In a recent editorial, Washington Post theatre critic Peter Marks calls for the Joe Biden administration to create a secretary of arts and culture position (subscription may be required) as a way to give the field a “seat at the table” in federal decision making. Anyone who works in the legacy arts hears some version of this argument at least once a month, dropped into conversations about how hard it is to raise money or sell tickets. Most people don’t really contemplate what deep federal involvement would entail, so Marks should be commended for thinking through his case. Unfortunately, that case is ultimately unconvincing, and it becomes clear as you read Marks’s essay that a department of arts and culture is a horrible idea.
Marks shows us that arts and culture are “ailing” in the United States with a list of other countries that have national arts and culture departments. This litany is supposed to shame us into believing that by denying our country a federal overseer of culture we are starving the field, but a closer look shows us that the United States comes off pretty well. According to Marks, the arts and culture industry accounts for $877 billion of our economy, which is 4.5% of our GDP. By comparison, Canada’s culture industry is only 2.7% of GDP, and culture makes up only 3% of the global economy. Clearly, as an economic activitiy, our culture is outperforming.
The bulk of Marks’s essay is taken up by the words of notable personages within the arts used to make his case for him. Henry Timms, the head of Lincoln Center, links the arts to Bidens’s campaign, saying, “‘(if) you think of the three major promises the new administration has made … all cannot be made without the [input] of the arts.'” Those three promises, according to Timms, are to facilitate unity, generate respect around the world (for the US, presumably), and foster diversity. I don’t know what world Timms lives in–I do, actually: he’s the CEO of Lincoln Center–but everything I’ve seen over the last four years shows me that creating an entirely new federal department, with a cabinet-level secretary, simply to help a newly elected President demonstrate his ability to accomplish three very vague goals strikes me as a little authoritarian. If Trump had set up a secretary of culture to fulfill his promise to MAGA, most of us would have been rightly outraged.

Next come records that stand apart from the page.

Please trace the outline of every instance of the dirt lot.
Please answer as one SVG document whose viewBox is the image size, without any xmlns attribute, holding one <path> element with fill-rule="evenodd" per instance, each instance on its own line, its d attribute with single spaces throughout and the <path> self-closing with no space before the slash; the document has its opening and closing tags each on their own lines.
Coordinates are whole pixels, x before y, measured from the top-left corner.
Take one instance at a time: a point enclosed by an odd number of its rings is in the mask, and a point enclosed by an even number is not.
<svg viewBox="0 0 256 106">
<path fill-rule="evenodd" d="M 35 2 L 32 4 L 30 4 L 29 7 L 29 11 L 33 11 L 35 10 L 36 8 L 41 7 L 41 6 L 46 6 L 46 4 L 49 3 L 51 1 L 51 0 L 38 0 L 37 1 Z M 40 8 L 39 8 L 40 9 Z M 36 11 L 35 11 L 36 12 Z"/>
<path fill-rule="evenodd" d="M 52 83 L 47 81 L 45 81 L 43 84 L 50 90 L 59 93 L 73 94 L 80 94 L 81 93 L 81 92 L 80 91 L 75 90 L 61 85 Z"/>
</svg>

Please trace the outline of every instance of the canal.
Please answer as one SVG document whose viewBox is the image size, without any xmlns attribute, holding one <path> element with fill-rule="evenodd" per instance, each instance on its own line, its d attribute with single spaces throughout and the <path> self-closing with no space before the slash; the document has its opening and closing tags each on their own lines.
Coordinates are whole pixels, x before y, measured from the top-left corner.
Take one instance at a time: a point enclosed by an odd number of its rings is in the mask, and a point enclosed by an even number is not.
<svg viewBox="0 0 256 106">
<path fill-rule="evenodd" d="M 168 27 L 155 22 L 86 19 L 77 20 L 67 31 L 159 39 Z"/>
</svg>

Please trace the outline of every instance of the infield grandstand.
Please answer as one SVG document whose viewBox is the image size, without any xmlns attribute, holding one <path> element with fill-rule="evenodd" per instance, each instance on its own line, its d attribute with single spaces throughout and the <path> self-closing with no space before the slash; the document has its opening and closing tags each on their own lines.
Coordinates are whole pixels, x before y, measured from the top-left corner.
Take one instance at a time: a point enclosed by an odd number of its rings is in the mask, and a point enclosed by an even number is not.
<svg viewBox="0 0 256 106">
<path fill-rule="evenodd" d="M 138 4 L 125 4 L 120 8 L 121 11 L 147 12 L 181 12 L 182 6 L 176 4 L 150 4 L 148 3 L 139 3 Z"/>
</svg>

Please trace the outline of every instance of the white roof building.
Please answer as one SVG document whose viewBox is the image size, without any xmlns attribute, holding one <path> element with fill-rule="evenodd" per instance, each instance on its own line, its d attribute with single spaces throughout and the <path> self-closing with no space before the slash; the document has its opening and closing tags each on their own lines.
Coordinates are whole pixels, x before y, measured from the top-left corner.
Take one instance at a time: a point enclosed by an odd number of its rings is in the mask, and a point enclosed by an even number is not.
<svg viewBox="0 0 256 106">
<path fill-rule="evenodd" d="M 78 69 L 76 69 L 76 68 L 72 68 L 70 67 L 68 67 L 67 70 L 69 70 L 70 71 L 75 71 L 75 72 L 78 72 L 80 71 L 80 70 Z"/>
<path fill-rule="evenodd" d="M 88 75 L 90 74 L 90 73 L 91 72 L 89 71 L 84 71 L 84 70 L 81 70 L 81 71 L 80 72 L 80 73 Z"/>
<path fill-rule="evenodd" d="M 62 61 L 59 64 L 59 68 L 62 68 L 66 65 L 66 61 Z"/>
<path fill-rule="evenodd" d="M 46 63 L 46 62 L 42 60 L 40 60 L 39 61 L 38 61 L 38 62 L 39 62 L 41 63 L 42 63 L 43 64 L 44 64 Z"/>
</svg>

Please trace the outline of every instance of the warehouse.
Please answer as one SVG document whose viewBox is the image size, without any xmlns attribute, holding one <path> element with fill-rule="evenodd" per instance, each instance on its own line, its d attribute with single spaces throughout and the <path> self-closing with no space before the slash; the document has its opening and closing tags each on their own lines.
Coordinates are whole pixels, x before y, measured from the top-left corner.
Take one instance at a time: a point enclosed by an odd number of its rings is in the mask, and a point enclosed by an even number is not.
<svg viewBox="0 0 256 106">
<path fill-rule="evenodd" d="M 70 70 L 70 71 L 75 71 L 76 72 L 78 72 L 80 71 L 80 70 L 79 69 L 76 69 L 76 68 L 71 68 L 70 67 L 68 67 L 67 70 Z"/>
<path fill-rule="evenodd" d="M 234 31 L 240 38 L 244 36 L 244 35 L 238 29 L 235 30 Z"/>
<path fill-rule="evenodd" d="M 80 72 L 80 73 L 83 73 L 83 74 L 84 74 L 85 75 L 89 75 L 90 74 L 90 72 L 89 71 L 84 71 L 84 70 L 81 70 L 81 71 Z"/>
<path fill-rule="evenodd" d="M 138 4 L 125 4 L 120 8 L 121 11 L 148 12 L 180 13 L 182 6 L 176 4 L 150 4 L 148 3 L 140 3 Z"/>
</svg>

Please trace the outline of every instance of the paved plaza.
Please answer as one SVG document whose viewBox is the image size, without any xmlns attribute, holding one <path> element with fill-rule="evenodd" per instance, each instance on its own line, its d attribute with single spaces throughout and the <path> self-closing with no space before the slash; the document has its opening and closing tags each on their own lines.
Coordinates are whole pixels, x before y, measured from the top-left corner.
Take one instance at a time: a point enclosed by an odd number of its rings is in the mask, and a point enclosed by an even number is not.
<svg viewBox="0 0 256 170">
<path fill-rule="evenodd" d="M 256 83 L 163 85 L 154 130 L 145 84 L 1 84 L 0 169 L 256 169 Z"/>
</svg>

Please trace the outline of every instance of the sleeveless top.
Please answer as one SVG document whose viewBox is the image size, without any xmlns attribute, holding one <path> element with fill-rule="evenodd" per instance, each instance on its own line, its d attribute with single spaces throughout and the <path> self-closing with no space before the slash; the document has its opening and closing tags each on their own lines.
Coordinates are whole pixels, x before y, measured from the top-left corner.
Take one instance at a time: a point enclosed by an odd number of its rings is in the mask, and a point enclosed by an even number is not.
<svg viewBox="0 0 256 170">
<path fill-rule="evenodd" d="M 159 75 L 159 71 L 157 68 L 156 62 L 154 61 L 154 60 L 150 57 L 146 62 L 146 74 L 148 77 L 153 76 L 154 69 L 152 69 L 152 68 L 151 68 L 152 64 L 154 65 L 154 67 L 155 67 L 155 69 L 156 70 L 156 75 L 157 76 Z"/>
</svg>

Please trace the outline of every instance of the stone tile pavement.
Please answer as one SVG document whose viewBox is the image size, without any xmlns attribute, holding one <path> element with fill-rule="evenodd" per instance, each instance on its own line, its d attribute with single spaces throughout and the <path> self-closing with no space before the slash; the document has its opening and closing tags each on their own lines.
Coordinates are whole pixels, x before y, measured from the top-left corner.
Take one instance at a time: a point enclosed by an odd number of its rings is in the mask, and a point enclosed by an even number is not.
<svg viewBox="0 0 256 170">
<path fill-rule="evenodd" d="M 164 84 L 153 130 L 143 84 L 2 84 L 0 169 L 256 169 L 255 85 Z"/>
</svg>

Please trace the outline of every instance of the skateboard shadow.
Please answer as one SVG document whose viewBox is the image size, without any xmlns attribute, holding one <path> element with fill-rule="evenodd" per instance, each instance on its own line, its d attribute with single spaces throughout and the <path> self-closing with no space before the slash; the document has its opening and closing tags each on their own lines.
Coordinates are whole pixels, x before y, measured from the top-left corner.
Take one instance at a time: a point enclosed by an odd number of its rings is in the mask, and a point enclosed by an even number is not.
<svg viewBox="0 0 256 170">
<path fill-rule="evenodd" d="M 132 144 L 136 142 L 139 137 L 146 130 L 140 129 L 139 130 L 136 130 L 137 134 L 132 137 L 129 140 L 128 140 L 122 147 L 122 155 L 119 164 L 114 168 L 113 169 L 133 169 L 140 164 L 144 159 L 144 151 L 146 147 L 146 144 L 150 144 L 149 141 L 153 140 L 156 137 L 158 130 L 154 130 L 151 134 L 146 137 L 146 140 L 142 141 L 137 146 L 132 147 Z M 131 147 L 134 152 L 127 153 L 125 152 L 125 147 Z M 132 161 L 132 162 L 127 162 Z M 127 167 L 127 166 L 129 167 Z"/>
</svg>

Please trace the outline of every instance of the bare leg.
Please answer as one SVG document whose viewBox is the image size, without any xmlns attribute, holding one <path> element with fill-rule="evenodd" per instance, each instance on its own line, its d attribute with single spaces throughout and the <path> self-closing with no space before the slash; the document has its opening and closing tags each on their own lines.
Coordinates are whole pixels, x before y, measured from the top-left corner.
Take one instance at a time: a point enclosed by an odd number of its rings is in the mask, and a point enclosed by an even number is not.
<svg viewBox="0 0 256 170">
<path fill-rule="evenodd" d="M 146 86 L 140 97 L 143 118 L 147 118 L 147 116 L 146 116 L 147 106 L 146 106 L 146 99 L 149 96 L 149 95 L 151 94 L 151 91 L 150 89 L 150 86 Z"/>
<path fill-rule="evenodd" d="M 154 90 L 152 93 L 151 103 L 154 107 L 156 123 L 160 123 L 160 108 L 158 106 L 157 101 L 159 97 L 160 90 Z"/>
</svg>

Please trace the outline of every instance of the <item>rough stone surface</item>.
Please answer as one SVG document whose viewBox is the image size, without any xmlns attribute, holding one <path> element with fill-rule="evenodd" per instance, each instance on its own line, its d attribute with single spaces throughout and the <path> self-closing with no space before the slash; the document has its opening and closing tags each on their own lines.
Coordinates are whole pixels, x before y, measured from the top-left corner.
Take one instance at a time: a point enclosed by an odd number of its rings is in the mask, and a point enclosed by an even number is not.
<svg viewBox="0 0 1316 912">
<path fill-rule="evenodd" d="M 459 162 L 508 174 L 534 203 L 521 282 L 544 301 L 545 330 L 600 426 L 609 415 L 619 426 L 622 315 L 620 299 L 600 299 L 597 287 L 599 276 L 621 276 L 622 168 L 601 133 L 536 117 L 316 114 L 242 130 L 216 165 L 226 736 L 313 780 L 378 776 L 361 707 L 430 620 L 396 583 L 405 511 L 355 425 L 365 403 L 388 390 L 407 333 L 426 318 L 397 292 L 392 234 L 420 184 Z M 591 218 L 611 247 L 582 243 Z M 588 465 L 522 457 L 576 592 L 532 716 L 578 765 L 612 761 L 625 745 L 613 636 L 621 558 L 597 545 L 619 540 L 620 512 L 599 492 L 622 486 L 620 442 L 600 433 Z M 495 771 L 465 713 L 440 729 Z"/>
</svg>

I also don’t buy that a secretary of culture would help fulfill those promises anyway, as we haven’t seen arts and culture generating much unity or goodwill lately. Practically monthly we see another article, book, radio show, or Twitter hashtag decrying racism and classicism in legacy arts like opera and orchestral music, and for a number of years its been well known that women are woefully absent from positions of power within the commercial music industry. Leaving aside the behind-the-scenes stuff, how we practice and consume culture defines us, and differentiates us from others. The music we make and listen to and the art we hang on our walls, the shows we watch on TV and the books we read, even the cars we drive (if we have them) and the clothes we wear, they all place us in relation to some group or class, and that creates difference. We can bridge those gaps, but we can’t pretend that art is some magical balm to fill them in. In some cases, it just makes it worse.
Michael Kaiser is pulled into Marks’s argument to speculate that the lack of a federal cultural department could be due to the Puritans, “who thought music and dance were evil.” Whether that’s true or not (it’s not), a reason to keep the federal government from playing more of a role in our lives than it already does today is the First Amendment. The United States is predicated on the idea that the federal government stays out of our way when it comes to cultural expression, be it through religion, speech, the press, or public assembly. One could argue this is the central theme running through our national cultural life, despite the seemingly endless contradictions and conflicts that arise within it.
Do we really want a top-down, federal agency responsible to the President having undue influence on our freedoms? Individual states, counties, and municipalities do a fine job of this already. They provide support to their cultural economies by providing venues (such as the Los Angeles County’s Music Center), educational institutions (such as the North Carolina School of the Arts), and grants. Some also conduct research that helps us to better understand the cultural landscape around us, as can be seen by the work that the Los Angeles County’s Department of Arts and Culture has done over the past few years. That’s more than enough government involvement in culture we need.
We know that economic stability and educational attainment are the two consistent markers of cultural audiences, regardless of ethnicity or other characteristics, so if our federal government really wants to help us practice our culture, there is couple of things it can do. First, it can solve the problem of economic inequality in this country, and get money in people’s pockets (it’s hard to want to play guitar when you’re supine on the ground with a boot on your neck). Second, it can make it easier for people to educate themselves, as artists or otherwise. Doing both of these things mean taxing rich people, which most high-art non-profit leaders will not like, because those rich people give their organizations money, making them look like heroes. In the long run, though, increased investment in the the economy and education will pay dividends by creating future generations of confident, healthy, inquisitive Americans who will become active cultural participants and practitioners.